Roughly a third of adults in the UK get by on around five hours of sleep, despite the NHS recommendation of getting seven to nine hours per night, and the importance of sleep and the consequences of not getting enough of it is now being highlighted.
Medical professionals need to thoroughly explore treatment options and refer insomniacs to sleep clinics or specialists, instead of putting the responsibility on the patient. Chronic insomnia needs to be treated - by doctors, employers and governments - as a serious chronic illness. In general, this means being sensitive to the lived experience of insomniacs, and taking time to understand what we go through so that policies and practical arrangements can be adapted to our needs.
Doctors have explained to me, sympathetically but firmly, that they couldn't prescribe sleeping pills for chronic insomnia, since the highly addictive pills are only suitable for short-term problems, often related to stress or bereavement. Instead they printed out the NHS pages on 'sleep hygiene' and told me to stop lying awake in bed - to give up, get up and 'read something boring' until I felt sleepy.

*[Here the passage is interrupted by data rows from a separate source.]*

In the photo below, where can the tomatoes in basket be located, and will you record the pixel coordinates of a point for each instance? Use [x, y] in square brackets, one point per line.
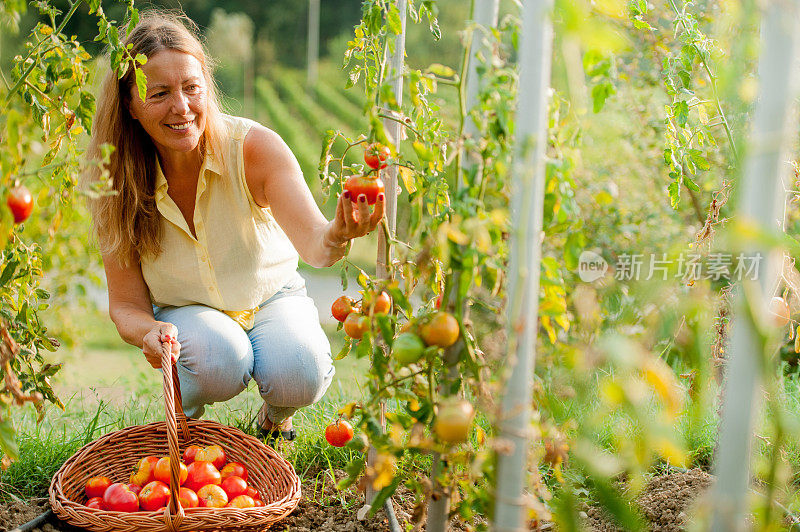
[201, 473]
[144, 472]
[233, 469]
[369, 186]
[342, 308]
[234, 486]
[96, 486]
[153, 496]
[96, 503]
[190, 453]
[162, 472]
[120, 498]
[339, 433]
[242, 501]
[212, 496]
[188, 498]
[214, 454]
[375, 155]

Only then was I allowed to get back into bed. It was a disaster: previously I'd been relatively calm just resting in bed throughout the night, but now I had to follow rules and so became increasingly obsessed, distressed and anxious about whether I was doing it right. Medical professionals need to thoroughly explore treatment options and refer insomniacs to sleep clinics or specialists, instead of putting the responsibility on the patient.